Sementara di antara ulama berpendapat bahwa orang yang berihram haji sebelum bulan haji tiba, maka ibadahnya tidak sah melainkan berubah menjadi umrah.
8. Bagaimana cara mengerjakan ihram haji dan umrah bagi orang yang ada di pesawat?
Dalam sumber yang sama, cara ihram orang yang datang ke Makkah dengan pesawat yaitu jika dia menghadap miqat maka ia harus berniat ihram. Maka dari itu, disunahkan baginya agar mandi dulu di rumahnya lalu memakai pakaian ihram sebelum sampai miqat.
Adapun batas tempat berihram atau miqat haji bagi jemaah Indonesia terbagi menjadi dua gelombang keberangkatan:
- Gelombang I yang mendarat di Madinah, miqatnya di Zulhulaifah/Bir Ali.
- Gelombang II yang mendarat di Jeddah, miqatnya di asrama haji embarkasi tanah air atau di dalam pesawat ketika melintas sejajar dengan Yalamlam/Qarnul Manazil atau di bandara King Abdul Aziz Jeddah.
9. Bolehkah orang yang berihram menyisir rambut?
Masih merujuk dari sumber yang sama, orang yang sedang ihram tidak dianjurkan untuk menyisir rambut. Sebaiknya dia membiarkan rambutnya kusut dan tidak teratur, tetapi jika ingin membasahinya tidak apa-apa.

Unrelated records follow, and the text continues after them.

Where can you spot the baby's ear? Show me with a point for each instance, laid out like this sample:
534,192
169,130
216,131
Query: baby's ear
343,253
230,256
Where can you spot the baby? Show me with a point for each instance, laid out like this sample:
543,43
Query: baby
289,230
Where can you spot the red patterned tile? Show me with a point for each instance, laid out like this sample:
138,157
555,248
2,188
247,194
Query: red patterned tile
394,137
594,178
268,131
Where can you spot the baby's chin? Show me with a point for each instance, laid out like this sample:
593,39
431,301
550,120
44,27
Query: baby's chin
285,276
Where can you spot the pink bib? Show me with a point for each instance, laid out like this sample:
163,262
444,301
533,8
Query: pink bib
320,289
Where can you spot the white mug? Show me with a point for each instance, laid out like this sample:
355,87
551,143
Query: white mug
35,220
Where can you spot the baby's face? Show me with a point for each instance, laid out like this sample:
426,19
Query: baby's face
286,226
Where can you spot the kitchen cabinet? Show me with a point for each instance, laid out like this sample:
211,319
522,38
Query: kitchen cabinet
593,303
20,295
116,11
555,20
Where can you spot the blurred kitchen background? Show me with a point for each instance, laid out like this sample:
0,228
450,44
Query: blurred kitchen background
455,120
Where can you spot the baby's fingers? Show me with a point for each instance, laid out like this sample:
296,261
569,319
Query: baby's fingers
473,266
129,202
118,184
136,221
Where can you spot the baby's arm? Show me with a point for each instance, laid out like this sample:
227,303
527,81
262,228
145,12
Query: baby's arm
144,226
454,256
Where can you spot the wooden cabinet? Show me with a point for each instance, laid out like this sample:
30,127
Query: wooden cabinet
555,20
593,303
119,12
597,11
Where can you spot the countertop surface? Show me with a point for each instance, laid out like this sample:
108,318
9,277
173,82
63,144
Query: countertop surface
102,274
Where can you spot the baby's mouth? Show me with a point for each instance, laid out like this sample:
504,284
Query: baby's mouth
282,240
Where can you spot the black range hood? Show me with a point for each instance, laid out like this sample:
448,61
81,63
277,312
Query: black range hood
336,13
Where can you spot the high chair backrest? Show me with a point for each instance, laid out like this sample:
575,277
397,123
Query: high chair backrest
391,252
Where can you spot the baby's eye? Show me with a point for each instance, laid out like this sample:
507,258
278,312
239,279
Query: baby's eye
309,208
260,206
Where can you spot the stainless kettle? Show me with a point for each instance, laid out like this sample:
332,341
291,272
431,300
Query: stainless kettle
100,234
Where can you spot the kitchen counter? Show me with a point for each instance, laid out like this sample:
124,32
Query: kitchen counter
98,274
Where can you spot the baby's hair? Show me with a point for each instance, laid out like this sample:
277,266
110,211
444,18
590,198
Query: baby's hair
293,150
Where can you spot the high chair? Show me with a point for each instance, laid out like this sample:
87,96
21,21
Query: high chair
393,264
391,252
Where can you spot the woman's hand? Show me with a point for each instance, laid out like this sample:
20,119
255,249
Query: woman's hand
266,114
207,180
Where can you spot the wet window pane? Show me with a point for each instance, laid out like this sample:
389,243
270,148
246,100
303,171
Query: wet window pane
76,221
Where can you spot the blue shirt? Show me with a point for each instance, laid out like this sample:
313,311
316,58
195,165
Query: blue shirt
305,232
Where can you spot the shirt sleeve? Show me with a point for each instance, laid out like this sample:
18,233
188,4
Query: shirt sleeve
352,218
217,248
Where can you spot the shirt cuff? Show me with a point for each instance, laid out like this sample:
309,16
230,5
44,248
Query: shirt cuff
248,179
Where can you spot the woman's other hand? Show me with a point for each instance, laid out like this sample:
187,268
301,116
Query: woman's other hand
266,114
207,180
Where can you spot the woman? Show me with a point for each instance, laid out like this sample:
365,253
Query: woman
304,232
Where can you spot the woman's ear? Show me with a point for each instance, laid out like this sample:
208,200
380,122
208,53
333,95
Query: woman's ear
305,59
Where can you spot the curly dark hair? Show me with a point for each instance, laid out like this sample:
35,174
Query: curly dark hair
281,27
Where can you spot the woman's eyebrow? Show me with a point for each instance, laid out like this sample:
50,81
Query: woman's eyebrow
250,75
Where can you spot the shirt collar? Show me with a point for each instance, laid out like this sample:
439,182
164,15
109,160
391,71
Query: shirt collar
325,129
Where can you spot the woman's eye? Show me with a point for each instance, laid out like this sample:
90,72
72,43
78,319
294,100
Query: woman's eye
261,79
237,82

Menyisir rambut dapat menyebabkan rambut rontok yang mengharuskan dam. Namun, jika rambut orang yang berihram jatuh sendiri tanpa disengaja, maka hukumnya tidak apa-apa karena tidak sengaja.
10. Bolehkah makan dan minum saat tawaf?
Berdasarkan Kitab Fikih Sehari-hari karya A.R. Shohibul Ulum, makan dan minum saat tawaf hukumnya makruh di kalangan ulama Syafi'iyah. Artinya, diperbolehkan untuk makan dan minum saat tawaf, tetapi meninggalkannya lebih utama.
11. Bagaimana jika seseorang hadas ketika tawaf?
Mengutip dari sumber yang sama dengan sebelumnya, jumhur ulama berpendapat bahwa orang yang berhadas besar atau kecil tidak boleh bertawaf mengelilingi Ka'bah. Apabila di tengah-tengan tawaf mendapatkan hadas kecil seperti buang air kecil atau kentut, maka ia hanya wajib berwudhu kemudian meneruskan tawafnya.
12. Apa hukumnya tawaf di atas Ka'bah?
Setelah mengalami banyak renovasi dan perkembangan, ada beberapa fasilitas tambahan di Masjidil Haram seperti jembatan yang tingginya di atas Ka'bah dan mengelilinginya.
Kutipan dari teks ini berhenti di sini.